Haruki Murakami recebe o Prémio Hans Christian Andersen e discursa sobre sombras
O escritor japonês Haruki Murakami foi anunciado como o vencedor do prémio Hans Christian Andersen há um ano mas foi somente galardoado no passado fim-de-semana em solo dinamarquês. O prémio foi, para além de simbólico, monetário, encaixando o autor à volta de 67 mil euros. Esta honra destina-se a reconhecer autores que partilhem semelhanças temáticas com Andersen ou com qualidades artísticas narrativas acima da média. Sendo conquistado previamente por autores como J.K. Rowling ou Salman Rushdie, o asiático, de 67 anos, foi reconhecido pela sua capacidade de mesclar a narrativa clássica com a cultura pop, mais a tradição milenar japonesa, um realismo que atravessa a dimensão dos sonhos e pela discussão filosófica emergente. Para além destes predicados, também a alusão a elementos mágicos e oníricos e as descrições cénicas foram premissas que contribuíram para a nomeação.

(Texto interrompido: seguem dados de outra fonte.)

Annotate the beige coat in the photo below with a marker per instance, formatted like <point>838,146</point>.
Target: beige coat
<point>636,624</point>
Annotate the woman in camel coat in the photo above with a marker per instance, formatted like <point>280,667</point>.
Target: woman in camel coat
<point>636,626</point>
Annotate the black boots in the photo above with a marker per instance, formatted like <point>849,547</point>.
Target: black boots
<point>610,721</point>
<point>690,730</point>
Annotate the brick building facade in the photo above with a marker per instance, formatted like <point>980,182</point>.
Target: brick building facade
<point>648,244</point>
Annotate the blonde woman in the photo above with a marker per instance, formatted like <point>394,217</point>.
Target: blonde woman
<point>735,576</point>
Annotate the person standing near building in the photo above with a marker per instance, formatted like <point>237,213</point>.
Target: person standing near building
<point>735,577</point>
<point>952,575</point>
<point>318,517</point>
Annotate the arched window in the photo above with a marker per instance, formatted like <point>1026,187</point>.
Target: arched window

Na cerimónia de entrega, o autor de obras como “Kafka à Beira-Mar” esteve na casa do malogrado autor dinamarquês e discursou, deixando um apelo à sociedade como um todo. Citando o autor, “há tempos em que parecemos ter aversão à nossa sombra, a essas partes negativas, ou em que a tentamos eliminar. Isto porque as pessoas querem evitar o máximo possível olhar para o seu lado negro e para as suas fragilidades. No entanto, e para um estátua se erigir sólida e tridimensionalmente, deve ter sombras. Se estas desaparecerem, o que resta é uma ilusão plana. A luz que não cria sombras não é uma luz verdadeira. Devemos aprender a viver em conjunto com a sombra que possuímos e forma paciente. Para além disto, devemos observar e acompanhar o negrume que reside em nós.”

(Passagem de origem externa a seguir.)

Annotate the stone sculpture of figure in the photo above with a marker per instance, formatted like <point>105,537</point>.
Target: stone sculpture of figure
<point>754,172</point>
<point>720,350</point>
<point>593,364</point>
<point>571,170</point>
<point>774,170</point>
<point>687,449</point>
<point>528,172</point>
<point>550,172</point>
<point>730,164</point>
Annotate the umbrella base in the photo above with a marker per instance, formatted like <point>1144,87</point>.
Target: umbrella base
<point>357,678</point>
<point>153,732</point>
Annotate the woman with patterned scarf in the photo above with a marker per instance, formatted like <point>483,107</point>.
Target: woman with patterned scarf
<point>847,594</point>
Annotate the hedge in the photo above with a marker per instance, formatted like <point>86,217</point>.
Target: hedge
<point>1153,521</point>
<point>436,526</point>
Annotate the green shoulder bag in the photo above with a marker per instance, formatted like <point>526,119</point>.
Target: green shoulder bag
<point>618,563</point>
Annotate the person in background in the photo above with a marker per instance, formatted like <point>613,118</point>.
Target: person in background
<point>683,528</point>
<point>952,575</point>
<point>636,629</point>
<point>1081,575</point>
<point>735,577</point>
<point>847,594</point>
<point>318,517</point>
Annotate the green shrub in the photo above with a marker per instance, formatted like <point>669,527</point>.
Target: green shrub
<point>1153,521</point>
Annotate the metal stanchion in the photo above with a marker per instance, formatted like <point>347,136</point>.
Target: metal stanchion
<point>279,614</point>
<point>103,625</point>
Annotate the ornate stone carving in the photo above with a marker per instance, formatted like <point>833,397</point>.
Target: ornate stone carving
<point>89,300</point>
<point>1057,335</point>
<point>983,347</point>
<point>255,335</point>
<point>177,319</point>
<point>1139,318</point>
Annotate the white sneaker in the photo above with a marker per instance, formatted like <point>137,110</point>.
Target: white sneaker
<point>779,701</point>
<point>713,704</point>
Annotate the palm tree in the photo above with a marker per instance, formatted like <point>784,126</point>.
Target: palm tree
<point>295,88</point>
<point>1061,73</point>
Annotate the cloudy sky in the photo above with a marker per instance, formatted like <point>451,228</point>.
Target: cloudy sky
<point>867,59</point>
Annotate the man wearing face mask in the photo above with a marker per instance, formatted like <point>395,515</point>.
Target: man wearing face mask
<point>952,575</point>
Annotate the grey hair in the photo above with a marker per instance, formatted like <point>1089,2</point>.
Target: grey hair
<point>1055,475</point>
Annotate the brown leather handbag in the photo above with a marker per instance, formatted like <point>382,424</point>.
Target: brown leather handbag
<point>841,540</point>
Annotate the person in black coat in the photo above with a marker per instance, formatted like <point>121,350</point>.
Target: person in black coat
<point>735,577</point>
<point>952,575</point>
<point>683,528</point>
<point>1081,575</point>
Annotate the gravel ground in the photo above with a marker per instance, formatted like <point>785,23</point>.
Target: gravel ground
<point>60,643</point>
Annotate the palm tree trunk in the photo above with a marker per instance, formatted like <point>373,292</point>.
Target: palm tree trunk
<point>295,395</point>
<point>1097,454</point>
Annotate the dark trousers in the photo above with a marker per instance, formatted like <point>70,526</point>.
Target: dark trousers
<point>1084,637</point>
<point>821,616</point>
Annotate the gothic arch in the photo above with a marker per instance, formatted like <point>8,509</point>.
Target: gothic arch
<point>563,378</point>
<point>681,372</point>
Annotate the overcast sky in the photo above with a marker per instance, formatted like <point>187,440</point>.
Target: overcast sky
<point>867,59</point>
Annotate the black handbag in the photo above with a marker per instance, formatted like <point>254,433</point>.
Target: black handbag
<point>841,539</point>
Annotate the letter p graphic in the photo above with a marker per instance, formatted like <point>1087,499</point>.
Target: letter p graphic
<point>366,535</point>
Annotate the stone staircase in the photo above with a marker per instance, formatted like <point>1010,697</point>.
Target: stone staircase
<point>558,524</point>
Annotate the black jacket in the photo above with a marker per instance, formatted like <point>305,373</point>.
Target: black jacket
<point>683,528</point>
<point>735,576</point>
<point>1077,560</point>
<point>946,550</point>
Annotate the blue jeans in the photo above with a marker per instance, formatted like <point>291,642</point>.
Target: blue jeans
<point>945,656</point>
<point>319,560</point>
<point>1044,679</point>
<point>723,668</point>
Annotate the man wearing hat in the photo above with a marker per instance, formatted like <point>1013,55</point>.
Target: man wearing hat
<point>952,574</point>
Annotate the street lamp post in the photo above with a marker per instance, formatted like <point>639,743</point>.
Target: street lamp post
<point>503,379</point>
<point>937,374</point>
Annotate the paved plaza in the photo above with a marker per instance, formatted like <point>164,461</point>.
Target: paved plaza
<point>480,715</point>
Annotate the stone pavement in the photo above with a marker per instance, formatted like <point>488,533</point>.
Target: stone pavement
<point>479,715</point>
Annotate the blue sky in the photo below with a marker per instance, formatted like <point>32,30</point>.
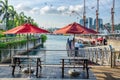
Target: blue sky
<point>57,13</point>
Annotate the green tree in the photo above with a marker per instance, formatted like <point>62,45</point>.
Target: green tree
<point>4,11</point>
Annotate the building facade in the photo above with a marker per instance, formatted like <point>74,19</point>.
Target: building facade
<point>88,24</point>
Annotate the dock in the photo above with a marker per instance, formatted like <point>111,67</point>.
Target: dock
<point>96,73</point>
<point>106,73</point>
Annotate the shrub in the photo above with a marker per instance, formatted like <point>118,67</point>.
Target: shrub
<point>43,38</point>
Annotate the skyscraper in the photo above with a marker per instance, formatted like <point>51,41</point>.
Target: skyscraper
<point>89,22</point>
<point>100,24</point>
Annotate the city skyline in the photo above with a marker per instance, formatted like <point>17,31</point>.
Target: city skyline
<point>56,13</point>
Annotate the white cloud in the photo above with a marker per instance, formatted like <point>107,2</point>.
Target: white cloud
<point>49,10</point>
<point>22,7</point>
<point>60,9</point>
<point>35,10</point>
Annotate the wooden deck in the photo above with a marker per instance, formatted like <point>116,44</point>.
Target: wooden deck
<point>106,73</point>
<point>101,73</point>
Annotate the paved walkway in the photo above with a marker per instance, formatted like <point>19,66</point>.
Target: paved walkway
<point>106,73</point>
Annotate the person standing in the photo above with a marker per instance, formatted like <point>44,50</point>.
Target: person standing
<point>76,48</point>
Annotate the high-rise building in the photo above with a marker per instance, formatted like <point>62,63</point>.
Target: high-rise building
<point>88,24</point>
<point>100,24</point>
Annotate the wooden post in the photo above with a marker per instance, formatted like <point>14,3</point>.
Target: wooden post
<point>111,55</point>
<point>62,68</point>
<point>37,68</point>
<point>86,62</point>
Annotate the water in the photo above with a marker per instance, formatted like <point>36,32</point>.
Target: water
<point>54,42</point>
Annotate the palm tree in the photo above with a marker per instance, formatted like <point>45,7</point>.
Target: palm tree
<point>12,14</point>
<point>4,11</point>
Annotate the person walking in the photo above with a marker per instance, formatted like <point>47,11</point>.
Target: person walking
<point>76,48</point>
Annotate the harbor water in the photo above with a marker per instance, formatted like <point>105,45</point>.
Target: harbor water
<point>54,49</point>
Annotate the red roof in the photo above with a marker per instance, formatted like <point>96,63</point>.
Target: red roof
<point>75,28</point>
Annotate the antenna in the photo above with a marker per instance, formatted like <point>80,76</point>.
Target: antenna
<point>97,26</point>
<point>84,17</point>
<point>112,15</point>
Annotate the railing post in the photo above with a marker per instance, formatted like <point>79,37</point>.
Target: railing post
<point>111,55</point>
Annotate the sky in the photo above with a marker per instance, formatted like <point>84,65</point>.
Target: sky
<point>58,13</point>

Este discurso de aceitação do galardão (nomeado “The Meaning of Shadows“) baseou-se no conto de Hans Christian Andersen de título “A Sombra“. Este relata um homem que a expele mas que regressa em forma humana e que o mata. Esta história é, na opinião do escritor nipónico, “negra e despojada de esperança” e que reforça a convicção deste de “eventualmente enfrentarmos o nosso lado obscuro.” Para melhor fundamentar esta visão, o japonês afirma que “se não o enfrentarmos, a nossa sombra tornar-se-á cada vez mais forte e regressará para bater à porta das nossas casas.”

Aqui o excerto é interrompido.